A strong moral compass enables children to navigate relationships with family and friends with respect and empathy, and sets them off down the path to becoming kind and considerate members of society.
If you’re interested in exploring moral values with your child, take a look at the following ideas from an independent school in Surrey to get you started.
Teaching your child to be honest is likely near the top of your list when it comes to exploring morality. Honesty encourages children to take responsibility for their actions and gives them an opportunity to learn from their mistakes.
Children generally lie out of fear of being told off or mocked. If your child has done something wrong and owns up to it, make sure you acknowledge that you are proud of them for telling the truth and perhaps lessen their punishment to reward their honesty.
Equally if you catch them lying, give them an opportunity to tell the truth and explain that the consequences will be worse if they continue to lie, this shows them that they are less likely to get in trouble if they are just honest.
Explain the concept of trust by telling your child that if they lie to you, you might not believe them in the future when they are telling the truth.

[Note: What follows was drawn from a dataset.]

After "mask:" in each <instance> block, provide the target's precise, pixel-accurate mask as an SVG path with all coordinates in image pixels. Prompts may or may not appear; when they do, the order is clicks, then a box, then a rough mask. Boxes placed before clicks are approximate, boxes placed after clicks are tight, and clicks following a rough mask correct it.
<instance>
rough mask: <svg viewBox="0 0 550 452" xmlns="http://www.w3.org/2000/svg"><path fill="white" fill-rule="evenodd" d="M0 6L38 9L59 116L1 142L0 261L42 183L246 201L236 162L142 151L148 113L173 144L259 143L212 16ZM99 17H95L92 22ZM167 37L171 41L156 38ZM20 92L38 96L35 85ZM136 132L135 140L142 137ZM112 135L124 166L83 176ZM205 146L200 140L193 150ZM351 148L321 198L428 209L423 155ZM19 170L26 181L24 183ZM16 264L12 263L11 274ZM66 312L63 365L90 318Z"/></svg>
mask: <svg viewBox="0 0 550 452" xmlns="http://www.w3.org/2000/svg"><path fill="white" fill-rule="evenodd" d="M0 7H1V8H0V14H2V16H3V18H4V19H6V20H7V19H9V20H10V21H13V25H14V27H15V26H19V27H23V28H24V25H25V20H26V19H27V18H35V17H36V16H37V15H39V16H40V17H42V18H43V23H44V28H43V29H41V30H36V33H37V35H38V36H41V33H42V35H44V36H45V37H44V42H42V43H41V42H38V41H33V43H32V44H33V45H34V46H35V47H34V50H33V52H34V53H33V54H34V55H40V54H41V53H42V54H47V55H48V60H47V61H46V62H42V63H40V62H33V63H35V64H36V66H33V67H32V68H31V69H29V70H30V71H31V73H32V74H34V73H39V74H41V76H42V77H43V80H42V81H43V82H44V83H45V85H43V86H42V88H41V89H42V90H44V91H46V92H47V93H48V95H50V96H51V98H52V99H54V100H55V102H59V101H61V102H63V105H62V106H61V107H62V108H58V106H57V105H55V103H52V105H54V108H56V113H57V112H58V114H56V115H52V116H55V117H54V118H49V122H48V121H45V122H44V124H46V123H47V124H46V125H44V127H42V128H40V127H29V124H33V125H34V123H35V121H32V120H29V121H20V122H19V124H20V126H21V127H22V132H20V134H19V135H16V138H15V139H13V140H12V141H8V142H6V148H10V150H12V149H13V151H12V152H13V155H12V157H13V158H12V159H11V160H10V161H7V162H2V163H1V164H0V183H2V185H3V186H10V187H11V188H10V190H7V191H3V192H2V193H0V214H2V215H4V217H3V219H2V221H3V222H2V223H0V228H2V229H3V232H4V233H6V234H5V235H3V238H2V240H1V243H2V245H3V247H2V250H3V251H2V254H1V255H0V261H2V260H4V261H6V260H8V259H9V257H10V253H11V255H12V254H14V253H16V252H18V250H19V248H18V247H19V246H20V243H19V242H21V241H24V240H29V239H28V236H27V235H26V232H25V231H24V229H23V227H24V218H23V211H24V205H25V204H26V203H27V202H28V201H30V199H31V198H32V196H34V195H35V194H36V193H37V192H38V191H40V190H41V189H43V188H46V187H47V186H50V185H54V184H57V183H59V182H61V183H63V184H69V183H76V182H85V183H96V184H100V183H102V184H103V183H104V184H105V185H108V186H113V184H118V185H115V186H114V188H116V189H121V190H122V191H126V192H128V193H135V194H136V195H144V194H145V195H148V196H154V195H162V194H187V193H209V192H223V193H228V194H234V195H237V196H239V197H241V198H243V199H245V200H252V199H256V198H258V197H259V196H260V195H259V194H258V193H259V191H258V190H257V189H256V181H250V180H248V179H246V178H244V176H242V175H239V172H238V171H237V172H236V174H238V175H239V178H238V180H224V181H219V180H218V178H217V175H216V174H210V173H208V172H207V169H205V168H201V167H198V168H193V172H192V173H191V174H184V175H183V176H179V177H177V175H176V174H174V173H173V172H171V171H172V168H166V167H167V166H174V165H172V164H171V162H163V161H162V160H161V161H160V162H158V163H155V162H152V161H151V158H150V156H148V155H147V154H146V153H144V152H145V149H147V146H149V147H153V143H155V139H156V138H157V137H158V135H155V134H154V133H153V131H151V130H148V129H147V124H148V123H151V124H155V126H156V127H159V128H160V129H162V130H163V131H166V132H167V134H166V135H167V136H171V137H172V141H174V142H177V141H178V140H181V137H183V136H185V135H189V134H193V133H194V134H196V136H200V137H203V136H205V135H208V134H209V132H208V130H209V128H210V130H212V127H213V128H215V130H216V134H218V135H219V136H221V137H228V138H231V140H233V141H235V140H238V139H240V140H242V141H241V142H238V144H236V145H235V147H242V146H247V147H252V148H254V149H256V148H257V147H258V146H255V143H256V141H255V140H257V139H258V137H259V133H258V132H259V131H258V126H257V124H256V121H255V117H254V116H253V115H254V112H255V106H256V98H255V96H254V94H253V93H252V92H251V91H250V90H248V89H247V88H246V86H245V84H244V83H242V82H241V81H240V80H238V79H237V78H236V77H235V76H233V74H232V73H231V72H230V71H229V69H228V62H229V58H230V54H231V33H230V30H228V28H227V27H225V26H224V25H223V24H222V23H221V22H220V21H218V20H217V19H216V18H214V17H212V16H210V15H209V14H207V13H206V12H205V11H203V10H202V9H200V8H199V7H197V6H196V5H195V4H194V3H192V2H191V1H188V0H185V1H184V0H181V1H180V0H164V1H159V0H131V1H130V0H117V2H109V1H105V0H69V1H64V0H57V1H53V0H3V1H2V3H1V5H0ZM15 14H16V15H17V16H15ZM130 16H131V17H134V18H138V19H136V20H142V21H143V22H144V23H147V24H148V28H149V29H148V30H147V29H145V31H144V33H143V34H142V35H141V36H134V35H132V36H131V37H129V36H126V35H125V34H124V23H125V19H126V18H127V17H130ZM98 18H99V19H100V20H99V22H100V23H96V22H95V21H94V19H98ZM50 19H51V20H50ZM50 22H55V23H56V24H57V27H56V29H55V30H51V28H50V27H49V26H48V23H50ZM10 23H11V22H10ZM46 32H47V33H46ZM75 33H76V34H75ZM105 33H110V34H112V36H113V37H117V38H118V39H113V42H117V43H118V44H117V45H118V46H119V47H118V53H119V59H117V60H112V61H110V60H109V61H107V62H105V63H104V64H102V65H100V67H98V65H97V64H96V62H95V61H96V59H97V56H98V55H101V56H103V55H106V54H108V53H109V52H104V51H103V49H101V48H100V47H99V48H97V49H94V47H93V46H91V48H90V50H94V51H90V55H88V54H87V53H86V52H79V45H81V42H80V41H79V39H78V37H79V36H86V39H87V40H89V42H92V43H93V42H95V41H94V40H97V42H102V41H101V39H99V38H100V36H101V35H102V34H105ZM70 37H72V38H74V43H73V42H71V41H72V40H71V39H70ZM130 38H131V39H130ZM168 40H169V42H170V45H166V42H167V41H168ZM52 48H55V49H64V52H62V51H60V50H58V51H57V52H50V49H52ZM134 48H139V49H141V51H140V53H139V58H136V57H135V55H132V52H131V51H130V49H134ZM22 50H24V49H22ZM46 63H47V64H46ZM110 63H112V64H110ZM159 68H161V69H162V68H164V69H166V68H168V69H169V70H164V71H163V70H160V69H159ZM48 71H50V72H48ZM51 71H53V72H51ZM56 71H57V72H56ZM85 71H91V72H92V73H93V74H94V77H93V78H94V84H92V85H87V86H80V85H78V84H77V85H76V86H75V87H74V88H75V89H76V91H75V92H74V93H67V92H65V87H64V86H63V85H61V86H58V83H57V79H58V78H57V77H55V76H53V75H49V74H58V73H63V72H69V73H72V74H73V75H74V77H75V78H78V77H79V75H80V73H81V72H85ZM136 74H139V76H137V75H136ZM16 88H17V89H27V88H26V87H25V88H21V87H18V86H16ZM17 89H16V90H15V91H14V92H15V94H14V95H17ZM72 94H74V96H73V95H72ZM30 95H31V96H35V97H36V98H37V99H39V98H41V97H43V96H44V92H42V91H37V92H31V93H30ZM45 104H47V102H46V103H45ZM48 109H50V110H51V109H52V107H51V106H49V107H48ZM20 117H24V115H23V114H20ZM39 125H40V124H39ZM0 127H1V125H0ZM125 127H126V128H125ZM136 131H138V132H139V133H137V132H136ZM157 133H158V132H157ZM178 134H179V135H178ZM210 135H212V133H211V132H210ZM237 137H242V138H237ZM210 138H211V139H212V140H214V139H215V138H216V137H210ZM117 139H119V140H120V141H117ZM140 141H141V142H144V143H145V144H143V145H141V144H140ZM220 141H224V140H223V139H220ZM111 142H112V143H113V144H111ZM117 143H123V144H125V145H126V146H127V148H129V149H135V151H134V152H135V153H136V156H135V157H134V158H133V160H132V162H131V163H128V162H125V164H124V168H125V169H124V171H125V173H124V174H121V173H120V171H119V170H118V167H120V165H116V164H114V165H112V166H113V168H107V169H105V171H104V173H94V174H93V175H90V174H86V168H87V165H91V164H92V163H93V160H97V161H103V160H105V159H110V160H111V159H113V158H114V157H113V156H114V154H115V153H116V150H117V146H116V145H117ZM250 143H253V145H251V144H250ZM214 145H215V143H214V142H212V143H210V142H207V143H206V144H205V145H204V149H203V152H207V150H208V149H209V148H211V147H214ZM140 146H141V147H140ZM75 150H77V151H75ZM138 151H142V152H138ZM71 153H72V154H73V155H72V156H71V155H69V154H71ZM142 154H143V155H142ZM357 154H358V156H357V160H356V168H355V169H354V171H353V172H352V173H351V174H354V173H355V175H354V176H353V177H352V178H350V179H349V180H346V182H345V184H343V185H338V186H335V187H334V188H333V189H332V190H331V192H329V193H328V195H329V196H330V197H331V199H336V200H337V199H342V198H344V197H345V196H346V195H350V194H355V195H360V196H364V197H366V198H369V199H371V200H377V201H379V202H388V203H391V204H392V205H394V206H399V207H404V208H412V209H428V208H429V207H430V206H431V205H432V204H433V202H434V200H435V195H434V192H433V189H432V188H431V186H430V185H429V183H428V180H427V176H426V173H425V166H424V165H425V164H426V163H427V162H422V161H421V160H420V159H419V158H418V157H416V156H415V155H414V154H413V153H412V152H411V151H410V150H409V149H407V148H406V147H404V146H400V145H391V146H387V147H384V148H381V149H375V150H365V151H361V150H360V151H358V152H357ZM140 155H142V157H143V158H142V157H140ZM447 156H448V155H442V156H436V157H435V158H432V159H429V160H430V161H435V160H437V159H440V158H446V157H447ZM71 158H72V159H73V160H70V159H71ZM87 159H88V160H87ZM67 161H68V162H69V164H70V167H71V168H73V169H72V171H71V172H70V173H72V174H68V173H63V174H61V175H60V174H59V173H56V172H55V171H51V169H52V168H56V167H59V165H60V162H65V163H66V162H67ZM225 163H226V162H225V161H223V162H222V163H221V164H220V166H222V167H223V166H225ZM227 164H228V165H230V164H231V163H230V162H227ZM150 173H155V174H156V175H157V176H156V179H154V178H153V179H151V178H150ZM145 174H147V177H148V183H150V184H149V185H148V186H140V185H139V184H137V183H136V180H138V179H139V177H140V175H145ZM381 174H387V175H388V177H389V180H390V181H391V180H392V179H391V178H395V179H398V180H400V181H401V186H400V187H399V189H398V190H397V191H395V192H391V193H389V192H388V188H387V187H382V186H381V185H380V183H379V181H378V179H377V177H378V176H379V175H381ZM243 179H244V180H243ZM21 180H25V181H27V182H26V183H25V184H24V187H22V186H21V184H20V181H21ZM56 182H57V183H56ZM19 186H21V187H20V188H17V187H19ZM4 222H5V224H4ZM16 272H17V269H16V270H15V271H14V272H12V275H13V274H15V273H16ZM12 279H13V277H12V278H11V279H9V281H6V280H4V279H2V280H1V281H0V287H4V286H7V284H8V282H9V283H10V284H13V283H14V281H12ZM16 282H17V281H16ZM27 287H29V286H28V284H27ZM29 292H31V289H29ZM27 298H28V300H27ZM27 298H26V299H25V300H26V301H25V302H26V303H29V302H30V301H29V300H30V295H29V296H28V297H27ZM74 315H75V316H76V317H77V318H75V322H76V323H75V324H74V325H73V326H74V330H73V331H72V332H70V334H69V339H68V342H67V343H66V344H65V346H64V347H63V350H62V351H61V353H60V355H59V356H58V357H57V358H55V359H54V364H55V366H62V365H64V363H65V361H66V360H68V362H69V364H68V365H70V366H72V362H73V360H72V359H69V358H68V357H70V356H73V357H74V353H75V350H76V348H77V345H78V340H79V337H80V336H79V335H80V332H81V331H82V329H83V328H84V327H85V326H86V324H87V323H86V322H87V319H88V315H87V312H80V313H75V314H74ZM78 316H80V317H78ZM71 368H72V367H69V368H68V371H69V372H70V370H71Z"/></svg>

Children who can empathise with the feelings of other people are far more likely to be kind and considerate to those around them. Younger children struggle with the concept of empathy as they find it difficult to see past their own set of needs and emotions, but as they get older they start to become more aware of other people’s feelings.
Try asking your child to describe and name their feelings so that they develop an understanding of their own emotions, and then be sure to discuss your emotions in front of them too so that they recognise that other people also feel sadness, joy and anger, just as they do.
Praise your child when they recognise emotions in others, especially when they demonstrate compassion.
Children should learn to show respect not only to their parents, teachers and other caregivers, but to their friends, peers and anyone else they interact with.
Treating people with respect comes from a place of empathy and the belief that everyone should be treated fairly.
Although sometimes your kids might test your patience, it’s important to remember that they look to you as a role model and the way you speak to them is likely to influence the way they speak back to you and to others.
Try to stay calm when you’re angry with them and explain how their actions have made you feel.
This will help them to understand how their behaviour can impact other people and teaches them that talking out their frustrations is more constructive than losing their temper.